Dr. Genovese expressed frustration with potential overreaction to venous thromboembolism data in a presentation at the 2018 Rheumatology Winter Clinical Symposium in Hawaii.⁵ Previous research from 2013 had begun to create the needed context for interpreting venous thromboembolism risk data by finding that venous thromboembolism was higher in RA than non-RA patients.⁶ Since then, additional research has helped broaden this context, he says.

TNF inhibitors have become the standard of care in RA, Dr. Genovese says. “It’s important that we know the potential side effects and relative risks and benefits. Certainly, we are seeing these events happen. The field is evolving and our knowledge is growing, along with our opportunities to be better informed about them.”

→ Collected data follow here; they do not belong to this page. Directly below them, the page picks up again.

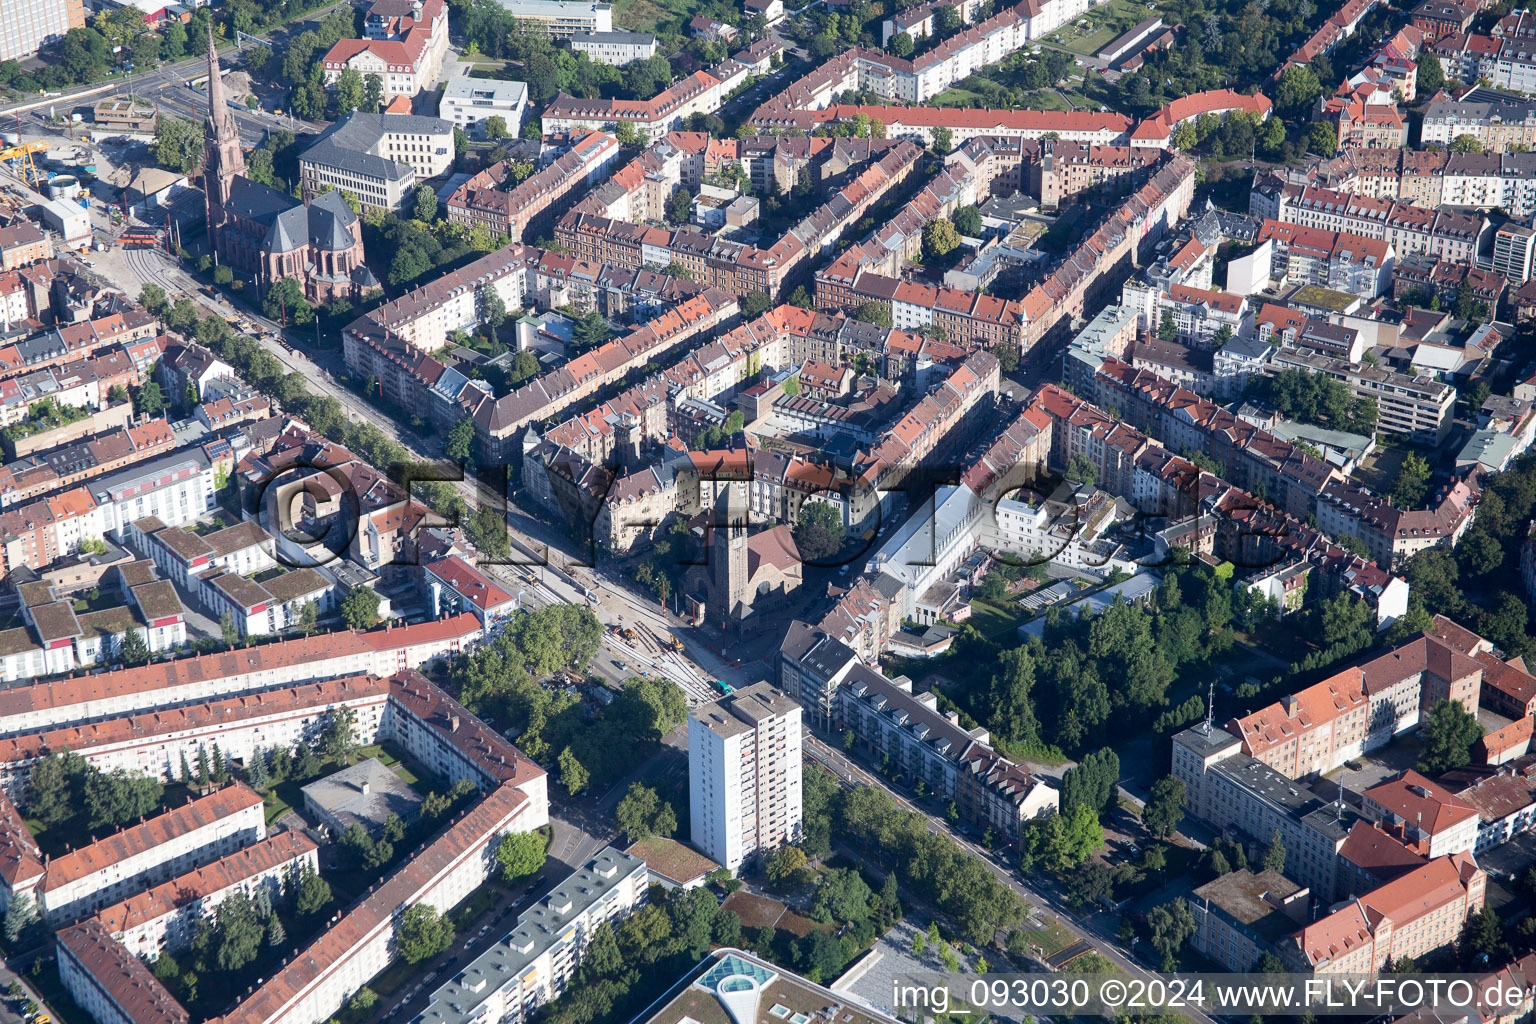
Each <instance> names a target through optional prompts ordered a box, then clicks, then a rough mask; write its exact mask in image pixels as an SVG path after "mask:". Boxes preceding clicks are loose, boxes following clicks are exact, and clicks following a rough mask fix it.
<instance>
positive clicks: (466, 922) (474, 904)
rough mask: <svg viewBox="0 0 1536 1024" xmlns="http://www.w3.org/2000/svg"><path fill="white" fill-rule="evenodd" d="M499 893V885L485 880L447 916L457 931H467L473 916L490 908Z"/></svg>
mask: <svg viewBox="0 0 1536 1024" xmlns="http://www.w3.org/2000/svg"><path fill="white" fill-rule="evenodd" d="M499 894H501V887H499V886H498V884H496V883H495V881H487V883H485V884H484V886H481V887H479V889H476V890H475V892H472V894H470V895H468V898H465V900H464V903H461V904H459V906H458V909H456V910H453V913H450V915H449V917H450V918H452V920H453V927H455V929H458V930H459V932H467V930H468V929H470V926H472V924H473V923H475V918H478V917H479V915H482V913H485V910H490V909H492V906H493V904H495V903H496V897H498V895H499Z"/></svg>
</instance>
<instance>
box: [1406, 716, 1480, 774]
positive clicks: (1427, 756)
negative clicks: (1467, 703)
mask: <svg viewBox="0 0 1536 1024" xmlns="http://www.w3.org/2000/svg"><path fill="white" fill-rule="evenodd" d="M1419 738H1421V740H1422V742H1424V749H1422V751H1421V757H1419V765H1418V768H1419V771H1421V772H1424V774H1425V775H1442V774H1445V772H1448V771H1450V769H1453V768H1461V766H1462V765H1467V763H1468V761H1471V745H1473V743H1476V742H1478V740H1479V738H1482V726H1481V725H1478V718H1476V717H1475V715H1470V714H1467V711H1465V708H1462V706H1461V705H1459V703H1456V702H1452V700H1441V702H1439V703H1438V705H1435V706H1433V708H1432V709H1430V714H1428V717H1427V718H1425V720H1424V725H1422V726H1419Z"/></svg>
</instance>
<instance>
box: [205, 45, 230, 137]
mask: <svg viewBox="0 0 1536 1024" xmlns="http://www.w3.org/2000/svg"><path fill="white" fill-rule="evenodd" d="M229 120H230V117H229V106H227V104H226V103H224V77H223V75H221V74H220V71H218V49H217V48H215V46H214V21H212V18H210V20H209V25H207V124H209V127H210V129H212V132H214V137H215V138H223V137H224V123H226V121H229Z"/></svg>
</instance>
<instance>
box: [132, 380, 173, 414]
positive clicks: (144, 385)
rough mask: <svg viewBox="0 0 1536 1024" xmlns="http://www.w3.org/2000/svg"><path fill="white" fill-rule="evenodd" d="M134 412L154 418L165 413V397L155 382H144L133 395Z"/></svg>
mask: <svg viewBox="0 0 1536 1024" xmlns="http://www.w3.org/2000/svg"><path fill="white" fill-rule="evenodd" d="M134 411H135V413H138V415H140V416H149V418H155V416H160V415H161V413H164V411H166V396H164V393H163V391H161V390H160V384H157V382H155V381H144V382H143V384H141V385H140V387H138V393H135V395H134Z"/></svg>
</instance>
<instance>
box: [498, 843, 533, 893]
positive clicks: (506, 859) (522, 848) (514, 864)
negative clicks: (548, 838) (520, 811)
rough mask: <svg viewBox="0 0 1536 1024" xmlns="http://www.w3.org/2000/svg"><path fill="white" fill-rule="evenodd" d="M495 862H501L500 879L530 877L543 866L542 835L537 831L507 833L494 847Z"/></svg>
mask: <svg viewBox="0 0 1536 1024" xmlns="http://www.w3.org/2000/svg"><path fill="white" fill-rule="evenodd" d="M496 863H498V864H501V878H502V881H507V883H518V881H522V880H524V878H531V877H533V875H536V874H539V869H541V867H544V837H542V835H539V834H538V832H518V834H513V835H508V837H507V838H504V840H502V841H501V844H499V846H498V847H496Z"/></svg>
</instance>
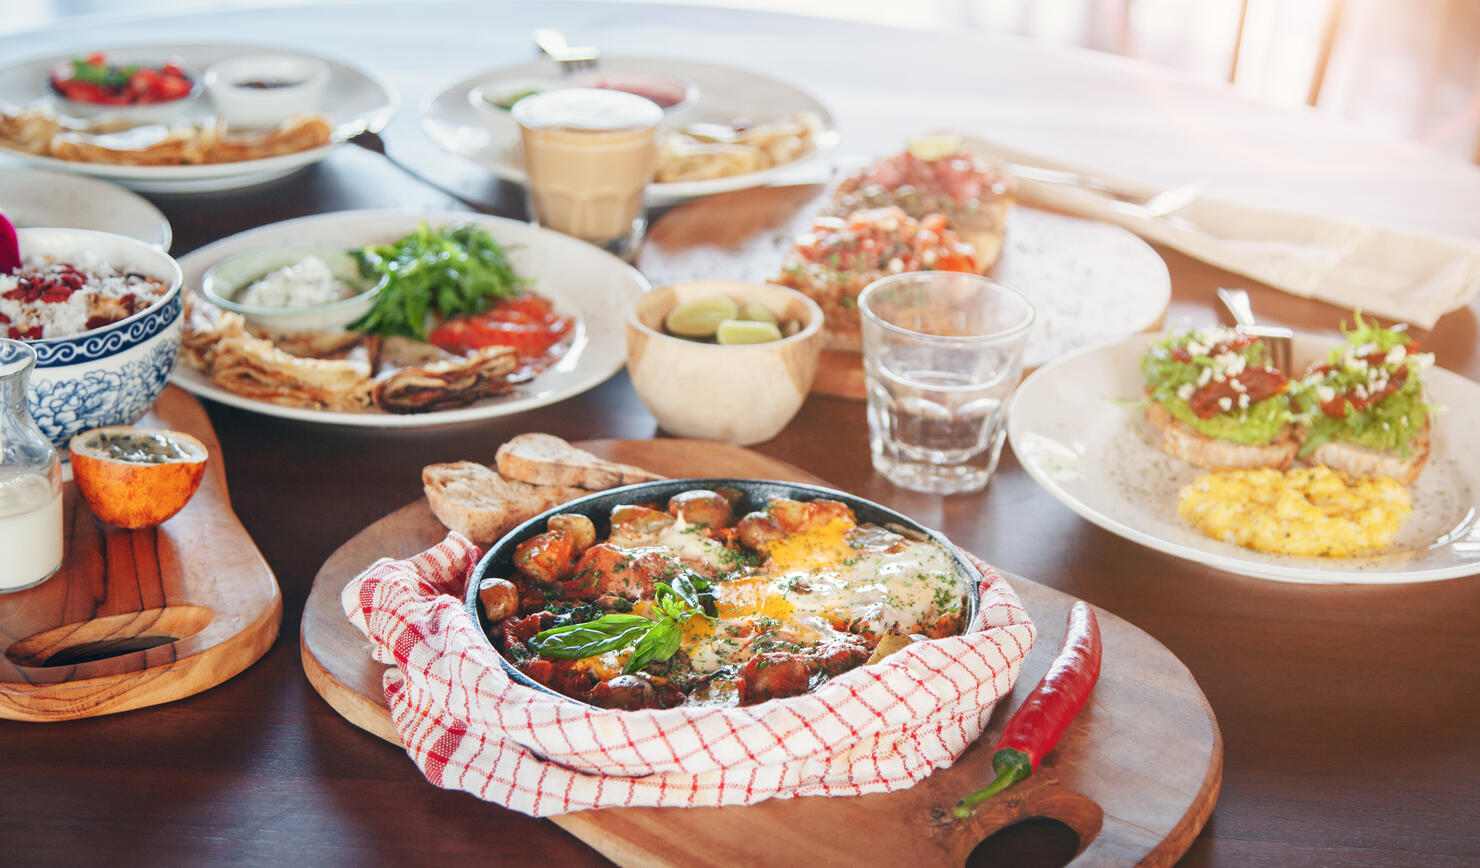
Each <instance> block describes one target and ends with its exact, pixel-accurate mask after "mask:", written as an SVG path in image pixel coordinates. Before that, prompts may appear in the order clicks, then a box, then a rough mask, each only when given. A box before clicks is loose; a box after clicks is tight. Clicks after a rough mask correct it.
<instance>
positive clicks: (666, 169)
mask: <svg viewBox="0 0 1480 868" xmlns="http://www.w3.org/2000/svg"><path fill="white" fill-rule="evenodd" d="M821 126H823V124H821V118H818V117H817V116H815V114H813V113H810V111H802V113H798V114H795V116H792V117H786V118H781V120H776V121H771V123H762V124H755V126H749V123H747V121H736V123H734V124H733V126H731V127H725V126H724V124H699V126H696V127H693V129H682V130H676V132H672V133H667V135H665V136H663V139H662V141H660V144H659V150H657V166H656V169H654V172H653V179H654V181H659V182H662V184H673V182H681V181H710V179H715V178H730V176H733V175H747V173H750V172H759V170H762V169H770V167H773V166H780V164H783V163H790V161H793V160H796V158H801V157H804V156H805V154H808V153H811V150H813V148H814V147H815V145H817V142H815V136H817V133H818V132H820V130H821ZM713 127H718V132H719V133H721V135H718V136H716V135H712V133H713Z"/></svg>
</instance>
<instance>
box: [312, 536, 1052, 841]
mask: <svg viewBox="0 0 1480 868" xmlns="http://www.w3.org/2000/svg"><path fill="white" fill-rule="evenodd" d="M480 555H481V552H480V551H478V547H475V545H474V544H472V542H469V541H468V539H466V538H463V536H460V535H459V533H448V535H447V539H444V541H443V542H440V544H438V545H435V547H434V548H431V550H428V551H423V552H422V554H419V555H416V557H413V558H408V560H400V561H398V560H389V558H382V560H379V561H376V563H374V564H371V566H370V567H369V569H367V570H364V572H363V573H360V576H357V578H355V579H354V581H352V582H349V585H346V587H345V591H343V595H342V603H343V606H345V615H346V616H348V618H349V621H352V622H354V625H355V627H358V628H360V630H361V631H363V632H364V634H366V635H367V637H369V638H370V640H371V643H373V644H374V649H373V656H374V659H377V661H380V662H383V664H392V668H391V670H386V672H385V696H386V699H388V701H389V704H391V717H392V718H394V721H395V729H397V732H398V733H400V735H401V744H403V745H406V750H407V752H408V754H410V755H411V760H413V761H414V763H416V764H417V767H420V769H422V772H423V773H425V775H426V779H428V781H431V782H432V784H435V785H438V787H443V788H456V789H466V791H468V792H472V794H474V795H477V797H480V798H485V800H488V801H496V803H499V804H502V806H505V807H511V809H514V810H519V812H524V813H528V815H533V816H548V815H555V813H565V812H573V810H586V809H592V807H630V806H653V807H693V806H709V807H713V806H722V804H753V803H756V801H762V800H765V798H792V797H796V795H858V794H863V792H881V791H888V789H901V788H906V787H910V785H912V784H915V782H916V781H919V779H922V778H925V776H926V775H929V773H931V770H934V769H937V767H943V766H949V764H950V763H953V761H955V760H956V757H959V755H961V754H962V751H965V750H966V747H968V745H971V742H974V741H975V739H977V736H980V735H981V730H983V729H984V727H986V724H987V717H989V715H990V714H992V705H993V704H995V702H996V701H998V699H999V698H1000V696H1005V695H1006V693H1008V690H1011V689H1012V681H1014V680H1015V678H1017V675H1018V670H1020V668H1021V665H1023V659H1024V658H1026V656H1027V652H1029V649H1030V647H1032V644H1033V637H1035V628H1033V624H1032V622H1030V621H1029V618H1027V612H1024V610H1023V606H1021V603H1018V598H1017V594H1014V592H1012V588H1009V587H1008V584H1006V582H1005V581H1003V579H1002V576H1000V575H998V573H996V572H995V570H992V569H990V567H987V569H984V570H983V576H984V578H983V581H981V601H980V606H978V607H977V618H975V619H974V621H972V624H971V630H969V631H968V632H966V634H963V635H956V637H950V638H937V640H932V641H922V643H915V644H912V646H909V647H906V649H904V650H900V652H895V653H894V655H891V656H888V658H887V659H884V661H881V662H879V664H875V665H872V667H860V668H857V670H851V671H848V672H844V674H842V675H838V677H835V678H832V680H829V681H826V683H823V684H821V687H818V689H817V690H814V692H813V693H807V695H802V696H793V698H789V699H773V701H770V702H764V704H759V705H750V707H744V708H666V710H645V711H616V710H604V708H591V707H588V705H583V704H577V702H568V701H564V699H559V698H555V696H551V695H549V693H545V692H540V690H534V689H531V687H525V686H522V684H518V683H515V681H512V680H511V678H509V675H508V672H505V670H503V667H502V665H500V664H499V655H497V652H494V650H493V647H490V644H488V640H487V638H484V635H482V631H481V628H480V627H478V624H475V622H474V619H472V618H469V616H468V613H466V610H465V609H463V590H465V588H466V584H468V576H469V575H471V572H472V569H474V566H475V564H477V563H478V558H480ZM978 566H983V564H980V561H978Z"/></svg>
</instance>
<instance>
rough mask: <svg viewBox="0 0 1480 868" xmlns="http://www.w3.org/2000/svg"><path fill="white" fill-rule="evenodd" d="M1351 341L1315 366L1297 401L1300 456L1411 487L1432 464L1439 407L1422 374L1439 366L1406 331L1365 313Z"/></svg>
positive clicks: (1342, 468)
mask: <svg viewBox="0 0 1480 868" xmlns="http://www.w3.org/2000/svg"><path fill="white" fill-rule="evenodd" d="M1342 332H1344V333H1345V335H1347V342H1345V344H1342V345H1341V347H1336V348H1335V350H1332V351H1331V355H1329V357H1328V360H1326V361H1325V363H1322V364H1316V366H1313V367H1311V369H1310V370H1308V372H1307V373H1305V378H1304V381H1302V382H1301V390H1299V395H1298V397H1296V401H1295V403H1296V404H1298V406H1299V410H1301V413H1302V416H1304V418H1305V425H1307V431H1305V437H1304V441H1302V443H1301V447H1299V458H1301V459H1304V461H1305V462H1307V464H1325V465H1326V467H1331V468H1333V470H1339V471H1342V473H1345V474H1348V475H1353V477H1360V475H1373V477H1378V475H1387V477H1393V478H1396V480H1397V481H1399V483H1402V484H1405V486H1407V484H1412V483H1413V480H1416V478H1418V474H1419V473H1422V470H1424V465H1425V464H1427V462H1428V431H1430V421H1431V416H1433V410H1434V407H1431V406H1430V404H1428V403H1425V400H1424V385H1422V382H1421V375H1422V372H1424V369H1425V367H1428V366H1431V364H1433V363H1434V355H1433V354H1431V353H1418V342H1416V341H1413V339H1412V338H1409V336H1407V332H1406V330H1405V327H1403V326H1396V327H1391V329H1384V327H1381V326H1379V324H1378V323H1376V321H1370V323H1369V321H1366V320H1363V318H1362V316H1360V314H1357V317H1356V327H1354V329H1353V330H1351V332H1347V330H1345V329H1342Z"/></svg>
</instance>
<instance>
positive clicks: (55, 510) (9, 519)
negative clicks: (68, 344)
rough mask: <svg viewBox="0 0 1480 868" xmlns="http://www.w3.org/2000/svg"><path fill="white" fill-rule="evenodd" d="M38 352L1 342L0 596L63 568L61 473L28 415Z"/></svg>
mask: <svg viewBox="0 0 1480 868" xmlns="http://www.w3.org/2000/svg"><path fill="white" fill-rule="evenodd" d="M34 366H36V351H34V350H31V347H30V345H27V344H25V342H22V341H10V339H7V338H0V594H7V592H10V591H21V590H24V588H30V587H33V585H40V584H41V582H44V581H46V579H49V578H52V573H55V572H56V570H58V567H61V566H62V470H61V464H59V462H58V459H56V450H55V449H52V443H50V441H49V440H47V438H46V435H44V434H41V430H40V428H37V427H36V422H33V421H31V416H30V415H28V413H27V412H25V385H27V382H28V381H30V379H31V369H33V367H34Z"/></svg>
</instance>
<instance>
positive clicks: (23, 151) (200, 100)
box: [0, 43, 397, 193]
mask: <svg viewBox="0 0 1480 868" xmlns="http://www.w3.org/2000/svg"><path fill="white" fill-rule="evenodd" d="M259 53H260V55H299V56H306V58H314V59H318V61H323V62H326V64H329V68H330V80H329V87H327V90H326V92H324V99H323V105H321V108H320V111H323V113H324V114H326V116H329V120H330V123H332V124H333V127H334V133H333V136H334V141H333V142H330V144H327V145H324V147H320V148H309V150H306V151H297V153H295V154H281V156H277V157H263V158H260V160H238V161H234V163H209V164H198V166H118V164H114V163H83V161H74V160H58V158H55V157H43V156H37V154H30V153H27V151H21V150H18V148H9V147H4V145H0V154H4V156H7V157H13V158H16V160H22V161H25V163H30V164H33V166H40V167H44V169H53V170H58V172H73V173H78V175H92V176H95V178H105V179H108V181H117V182H118V184H123V185H124V187H130V188H133V190H142V191H145V193H207V191H218V190H235V188H238V187H250V185H253V184H262V182H265V181H271V179H274V178H281V176H283V175H287V173H290V172H295V170H297V169H302V167H303V166H308V164H311V163H317V161H320V160H323V158H324V157H327V156H329V154H330V153H332V151H333V150H334V148H337V147H339V144H342V142H343V141H345V139H348V138H352V136H357V135H360V133H363V132H379V130H380V129H383V127H385V124H386V123H389V121H391V116H394V114H395V107H397V95H395V90H394V89H392V87H391V86H389V84H386V83H385V81H382V80H380V79H377V77H374V76H371V74H370V73H366V71H364V70H360V68H357V67H354V65H351V64H346V62H343V61H337V59H334V58H329V56H324V55H318V53H314V52H305V50H296V49H293V50H289V49H283V47H275V46H256V44H216V43H210V44H204V43H200V44H197V43H161V44H139V46H126V47H117V49H107V55H108V59H110V62H118V64H126V62H149V64H158V62H163V61H164V59H167V58H178V59H179V61H182V62H184V64H185V67H186V68H188V70H189V71H191V73H194V74H197V76H200V74H201V73H203V71H204V70H206V67H210V65H212V64H215V62H216V61H223V59H226V58H234V56H240V55H259ZM77 55H78V52H73V53H67V55H50V56H44V58H33V59H28V61H21V62H18V64H10V65H7V67H4V68H0V105H4V104H7V105H16V107H27V105H34V104H41V102H52V104H55V98H53V96H52V95H50V90H49V89H47V84H46V81H47V79H46V77H47V73H49V71H50V70H52V67H56V65H59V64H67V62H68V61H70V59H71V58H74V56H77ZM210 117H215V107H213V105H212V102H210V96H209V95H203V96H201V98H200V99H198V101H197V102H195V105H192V107H189V108H186V110H185V111H182V113H181V116H179V117H178V118H176V120H178V121H201V120H206V118H210ZM172 123H175V121H172Z"/></svg>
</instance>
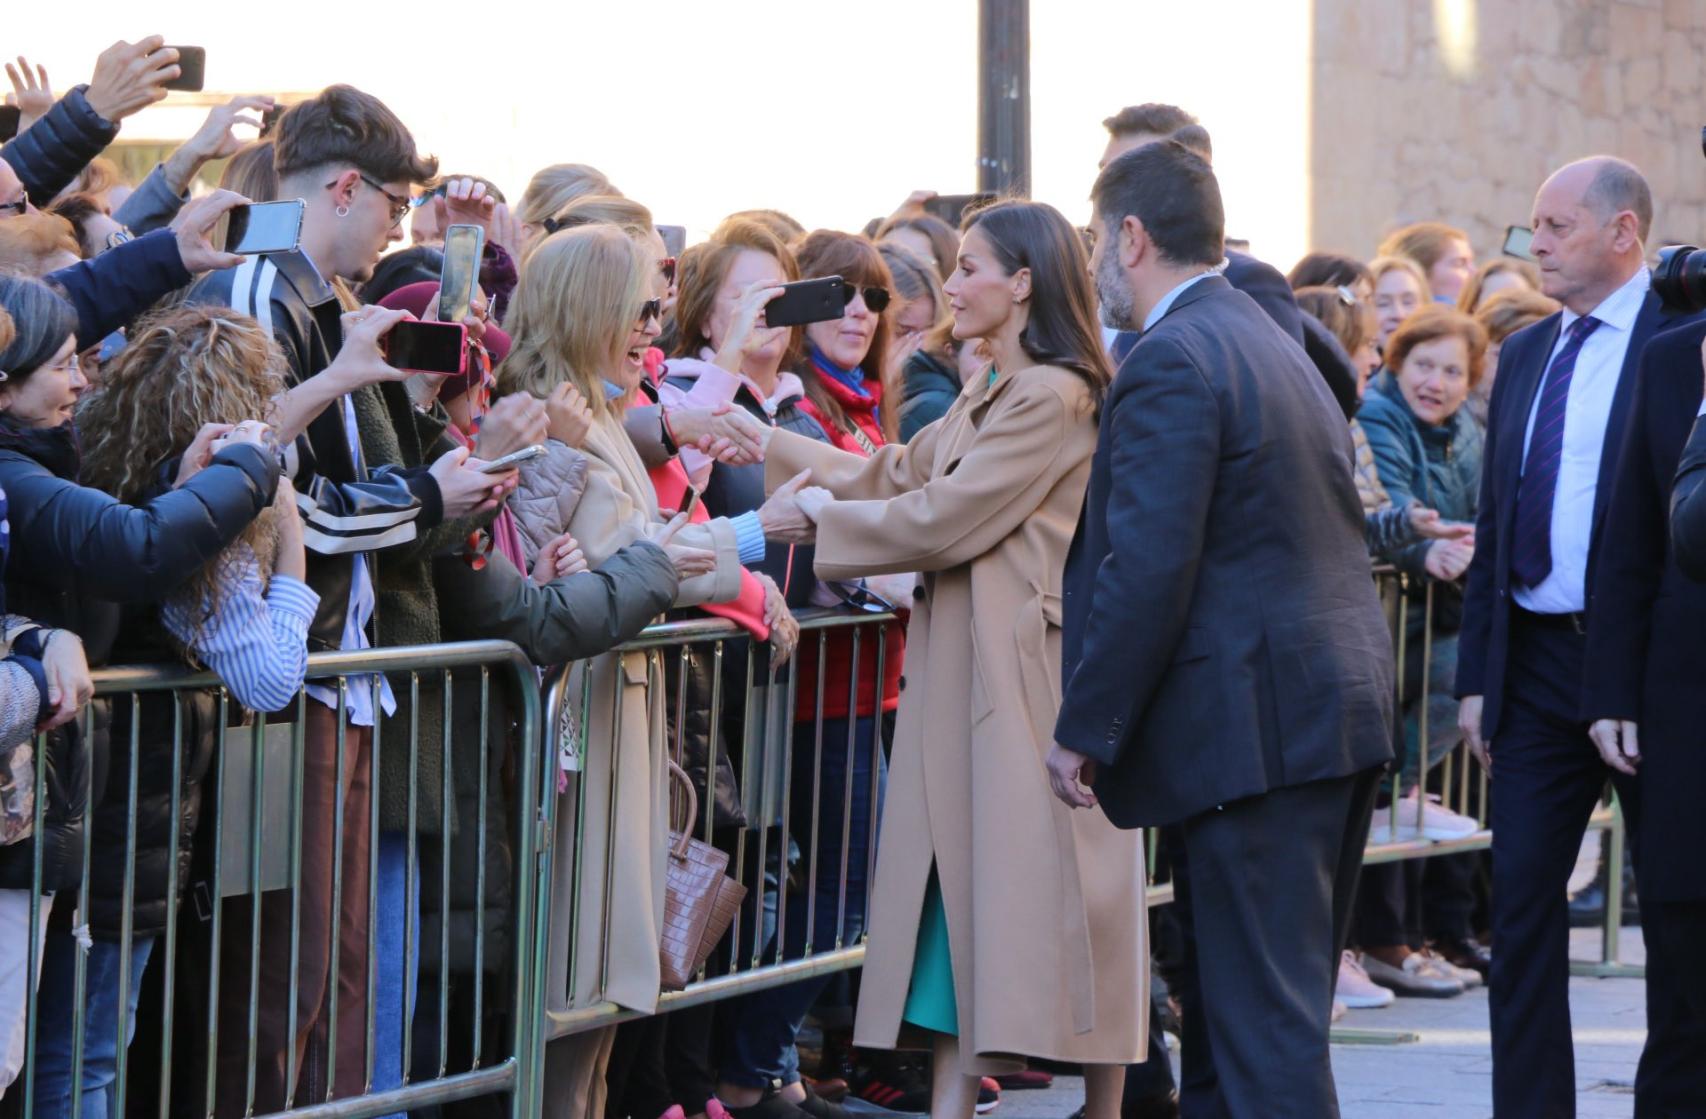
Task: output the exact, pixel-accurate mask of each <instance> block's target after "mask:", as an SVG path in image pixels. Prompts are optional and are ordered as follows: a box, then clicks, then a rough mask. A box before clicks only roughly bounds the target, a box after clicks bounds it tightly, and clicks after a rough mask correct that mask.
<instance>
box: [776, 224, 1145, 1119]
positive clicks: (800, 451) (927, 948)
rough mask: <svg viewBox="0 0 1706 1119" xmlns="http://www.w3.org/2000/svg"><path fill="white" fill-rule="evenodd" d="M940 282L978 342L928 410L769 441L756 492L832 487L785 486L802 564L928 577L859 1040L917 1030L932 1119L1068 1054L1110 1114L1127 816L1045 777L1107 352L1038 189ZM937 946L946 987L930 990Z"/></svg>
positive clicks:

Larry Beresford is a medical journalist in Oakland, Calif.

References

1. Desai RJ, Pawar A, Weinblatt ME, et al. Comparative risk of venous thromboembolism in rheumatoid arthritis patients receiving tofacitinib versus those receiving tumor necrosis factor inhibitors: An observational cohort study. Arthritis Rheumatol. 2019 June; 7(6):892–900.
2. U.S. Food & Drug Administration. FDA briefing document: Arthritis Advisory Committee Meeting: NDA 207924 baricitinib janus kinase (JAK) inhibitor for RA. 2018 Apr 23.
3. Weinblatt ME, Taylor PC, Burmester GD, et al. Cardiovascular safety during treatment with baricitinib in rheumatoid arthritis [abstract: 2352]. Arthritis Rheumatol. 2017 Oct; 69(Suppl 10).
4. Pfizer Inc. News release: Pfizer announces modification to ongoing tofacitinib FDA post-marketing requirement study in patients with rheumatoid arthritis. 2019 Feb 19.
5. Jancin B. JAK inhibitors for RA: Is VTE risk overblown? Anticoagulation Hub. 2018 Feb 15.
6. Kim SC, Schneeweiss S, Liu J, et al. Risk of venous thromboembolism in patients with rheumatoid arthritis. Arthritis Care Res (Hoboken). 2013 Oct;65(10):1600–1607.